April 20, 2021

My mind has been stuck on dying lately, so I wasn’t quite prepared to see and hear my heart today during  an echo cardiogram.

Upon seeing my heart  beating away, my first response was  that there it was, the thing that is keeping me alive when the rest of me is preparing to die.   And, while I was  prepared to be rather angry with it, I became caught up in the steady rhythm of the beat, beat, beat, and the  changing pictures of it on the screen of the machine in front of me.

It was brown that changed to black and back to brown.  A streak of blue and red showed up from nowhere, disappeared, and re-appeared.  And a push of a button immediately livened it into a thump-thump sound.  It was communicating (of course mainly to the technician who understood its language, but I was hearing it clearly) and it was very alive.   I felt more curious than angry that it was the reason I was still alive.

Although I had had an electrocardiogram after my heart attack in 2016, I had no memory of actually watching it on the screen as it “talked” to anyone who could understand it.

I became more curious with what it was “saying,” but I knew I’d have to wait for my doctor’s translation.  So, for now, I just did my best to connect to this usually hidden part of my body that had been with me since I was born now coming up on 78 years ago.

Did I want it to be saying that it was doing well and would keep ticking on?  Or did I want it to be saying that it was getting as tired as I was and was getting ready to stop for good?

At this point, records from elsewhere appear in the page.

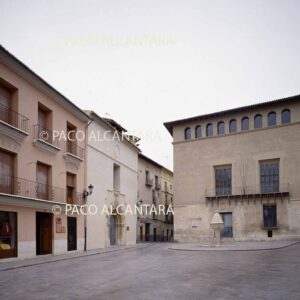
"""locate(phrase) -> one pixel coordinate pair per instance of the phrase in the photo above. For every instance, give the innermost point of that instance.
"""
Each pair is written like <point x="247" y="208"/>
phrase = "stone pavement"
<point x="152" y="271"/>
<point x="236" y="246"/>
<point x="44" y="259"/>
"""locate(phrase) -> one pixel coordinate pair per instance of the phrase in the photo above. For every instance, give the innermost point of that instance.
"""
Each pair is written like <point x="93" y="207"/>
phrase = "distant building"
<point x="242" y="163"/>
<point x="154" y="188"/>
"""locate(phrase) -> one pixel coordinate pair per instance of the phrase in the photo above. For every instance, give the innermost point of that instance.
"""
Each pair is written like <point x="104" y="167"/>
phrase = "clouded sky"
<point x="147" y="62"/>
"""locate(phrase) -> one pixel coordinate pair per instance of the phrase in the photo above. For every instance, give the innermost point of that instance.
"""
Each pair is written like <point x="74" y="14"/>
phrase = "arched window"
<point x="187" y="133"/>
<point x="285" y="116"/>
<point x="232" y="126"/>
<point x="221" y="127"/>
<point x="209" y="130"/>
<point x="245" y="123"/>
<point x="198" y="131"/>
<point x="258" y="121"/>
<point x="272" y="118"/>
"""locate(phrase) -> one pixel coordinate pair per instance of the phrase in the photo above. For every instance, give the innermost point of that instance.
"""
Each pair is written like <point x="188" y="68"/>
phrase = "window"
<point x="42" y="178"/>
<point x="198" y="131"/>
<point x="232" y="126"/>
<point x="209" y="130"/>
<point x="269" y="176"/>
<point x="8" y="234"/>
<point x="71" y="188"/>
<point x="258" y="121"/>
<point x="270" y="216"/>
<point x="223" y="180"/>
<point x="221" y="128"/>
<point x="44" y="124"/>
<point x="272" y="119"/>
<point x="245" y="123"/>
<point x="285" y="116"/>
<point x="116" y="178"/>
<point x="187" y="133"/>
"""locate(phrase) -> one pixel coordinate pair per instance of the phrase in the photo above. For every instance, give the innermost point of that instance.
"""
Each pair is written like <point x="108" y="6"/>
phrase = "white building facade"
<point x="112" y="165"/>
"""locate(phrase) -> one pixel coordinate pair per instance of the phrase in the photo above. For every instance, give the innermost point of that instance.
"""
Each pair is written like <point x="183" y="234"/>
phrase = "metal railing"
<point x="32" y="189"/>
<point x="46" y="135"/>
<point x="13" y="118"/>
<point x="247" y="190"/>
<point x="74" y="149"/>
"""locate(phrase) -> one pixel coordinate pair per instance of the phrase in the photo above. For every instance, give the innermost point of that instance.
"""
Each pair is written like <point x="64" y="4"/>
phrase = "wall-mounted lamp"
<point x="89" y="191"/>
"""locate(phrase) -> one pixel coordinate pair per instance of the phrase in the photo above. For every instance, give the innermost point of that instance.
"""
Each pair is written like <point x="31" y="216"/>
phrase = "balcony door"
<point x="227" y="230"/>
<point x="5" y="104"/>
<point x="71" y="188"/>
<point x="42" y="178"/>
<point x="6" y="172"/>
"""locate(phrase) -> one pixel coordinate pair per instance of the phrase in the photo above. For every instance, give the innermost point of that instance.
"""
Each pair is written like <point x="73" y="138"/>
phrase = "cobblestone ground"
<point x="154" y="272"/>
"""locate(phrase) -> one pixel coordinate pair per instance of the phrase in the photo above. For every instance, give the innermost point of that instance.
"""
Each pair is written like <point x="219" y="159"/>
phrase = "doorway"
<point x="227" y="230"/>
<point x="112" y="230"/>
<point x="147" y="232"/>
<point x="43" y="233"/>
<point x="141" y="233"/>
<point x="72" y="233"/>
<point x="154" y="234"/>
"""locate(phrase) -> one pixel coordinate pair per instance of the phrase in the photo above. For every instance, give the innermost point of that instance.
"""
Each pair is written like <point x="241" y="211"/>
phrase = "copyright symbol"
<point x="44" y="135"/>
<point x="56" y="209"/>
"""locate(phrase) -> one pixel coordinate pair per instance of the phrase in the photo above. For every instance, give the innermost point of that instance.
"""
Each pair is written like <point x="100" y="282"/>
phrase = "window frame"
<point x="187" y="131"/>
<point x="242" y="123"/>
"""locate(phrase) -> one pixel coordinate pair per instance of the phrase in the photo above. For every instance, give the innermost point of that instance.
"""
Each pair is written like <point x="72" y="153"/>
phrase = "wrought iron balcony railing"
<point x="46" y="135"/>
<point x="25" y="188"/>
<point x="258" y="191"/>
<point x="13" y="118"/>
<point x="74" y="149"/>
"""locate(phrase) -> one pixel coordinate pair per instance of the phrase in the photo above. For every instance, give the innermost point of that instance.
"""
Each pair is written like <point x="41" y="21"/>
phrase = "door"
<point x="227" y="230"/>
<point x="270" y="216"/>
<point x="112" y="233"/>
<point x="154" y="234"/>
<point x="42" y="178"/>
<point x="6" y="172"/>
<point x="5" y="104"/>
<point x="43" y="233"/>
<point x="72" y="234"/>
<point x="147" y="232"/>
<point x="141" y="233"/>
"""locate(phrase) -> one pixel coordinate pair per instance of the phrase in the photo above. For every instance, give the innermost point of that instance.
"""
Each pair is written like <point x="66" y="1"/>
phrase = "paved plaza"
<point x="153" y="271"/>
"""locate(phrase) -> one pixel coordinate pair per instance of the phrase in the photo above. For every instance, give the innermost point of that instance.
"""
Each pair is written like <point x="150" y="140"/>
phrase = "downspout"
<point x="85" y="177"/>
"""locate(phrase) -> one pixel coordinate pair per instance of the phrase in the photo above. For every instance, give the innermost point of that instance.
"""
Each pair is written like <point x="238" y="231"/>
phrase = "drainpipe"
<point x="85" y="177"/>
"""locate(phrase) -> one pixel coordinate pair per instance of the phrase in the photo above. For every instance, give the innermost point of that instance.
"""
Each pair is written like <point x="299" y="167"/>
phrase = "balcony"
<point x="13" y="124"/>
<point x="149" y="181"/>
<point x="45" y="140"/>
<point x="31" y="189"/>
<point x="73" y="153"/>
<point x="248" y="192"/>
<point x="157" y="185"/>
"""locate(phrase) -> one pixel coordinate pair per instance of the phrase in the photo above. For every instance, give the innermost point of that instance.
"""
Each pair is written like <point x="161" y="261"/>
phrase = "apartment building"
<point x="112" y="167"/>
<point x="154" y="188"/>
<point x="37" y="169"/>
<point x="242" y="163"/>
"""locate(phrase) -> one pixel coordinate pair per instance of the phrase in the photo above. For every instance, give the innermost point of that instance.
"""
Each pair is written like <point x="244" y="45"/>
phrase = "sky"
<point x="143" y="63"/>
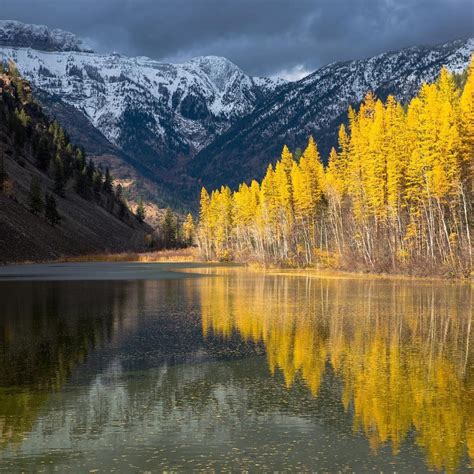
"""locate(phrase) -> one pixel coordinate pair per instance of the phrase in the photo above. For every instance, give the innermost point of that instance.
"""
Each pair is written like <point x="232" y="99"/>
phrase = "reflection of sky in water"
<point x="236" y="371"/>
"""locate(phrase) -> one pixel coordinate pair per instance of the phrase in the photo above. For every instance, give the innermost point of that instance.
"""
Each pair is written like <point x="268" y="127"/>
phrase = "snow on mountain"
<point x="316" y="105"/>
<point x="15" y="33"/>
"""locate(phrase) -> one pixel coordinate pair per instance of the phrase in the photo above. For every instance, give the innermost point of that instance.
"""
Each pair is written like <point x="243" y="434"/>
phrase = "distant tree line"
<point x="396" y="195"/>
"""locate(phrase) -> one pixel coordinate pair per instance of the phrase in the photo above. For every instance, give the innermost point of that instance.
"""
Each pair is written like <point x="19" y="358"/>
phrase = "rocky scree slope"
<point x="317" y="105"/>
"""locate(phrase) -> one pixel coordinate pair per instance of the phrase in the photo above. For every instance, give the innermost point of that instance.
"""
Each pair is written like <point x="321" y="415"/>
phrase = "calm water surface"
<point x="144" y="368"/>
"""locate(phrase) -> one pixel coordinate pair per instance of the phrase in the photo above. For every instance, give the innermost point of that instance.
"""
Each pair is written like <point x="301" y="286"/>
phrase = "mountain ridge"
<point x="316" y="105"/>
<point x="206" y="122"/>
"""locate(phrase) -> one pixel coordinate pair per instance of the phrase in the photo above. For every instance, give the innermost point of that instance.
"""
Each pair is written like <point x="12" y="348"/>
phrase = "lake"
<point x="152" y="367"/>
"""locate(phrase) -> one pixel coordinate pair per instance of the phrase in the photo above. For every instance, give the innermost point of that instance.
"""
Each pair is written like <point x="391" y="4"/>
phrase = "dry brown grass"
<point x="178" y="255"/>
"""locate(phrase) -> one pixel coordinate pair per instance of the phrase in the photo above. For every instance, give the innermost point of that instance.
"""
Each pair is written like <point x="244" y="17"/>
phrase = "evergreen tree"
<point x="59" y="179"/>
<point x="43" y="154"/>
<point x="51" y="211"/>
<point x="108" y="186"/>
<point x="35" y="197"/>
<point x="169" y="230"/>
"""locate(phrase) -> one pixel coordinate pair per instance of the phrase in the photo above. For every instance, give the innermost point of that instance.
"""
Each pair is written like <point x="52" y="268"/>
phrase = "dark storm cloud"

I asked the technician why she had chosen this type of job.  She said she was one of 10 children who had all chosen professions in the health field.  But she hadn’t wanted to be a doctor.  Both of her parents had died young.  She spent her mornings listening to the hearts of grown-ups, and her afternoons listening to the hearts of babies.

She made me realize once again how much of the world I didn’t understand.  So, I don’t know yet what my heart said to her.   But I was grateful that she had understood the language of my heart.  I would have to wait longer to hear an English translation.

But, remaining the naturalist I had chosen to be long ago, I was glad my heart had survived so far on its own power.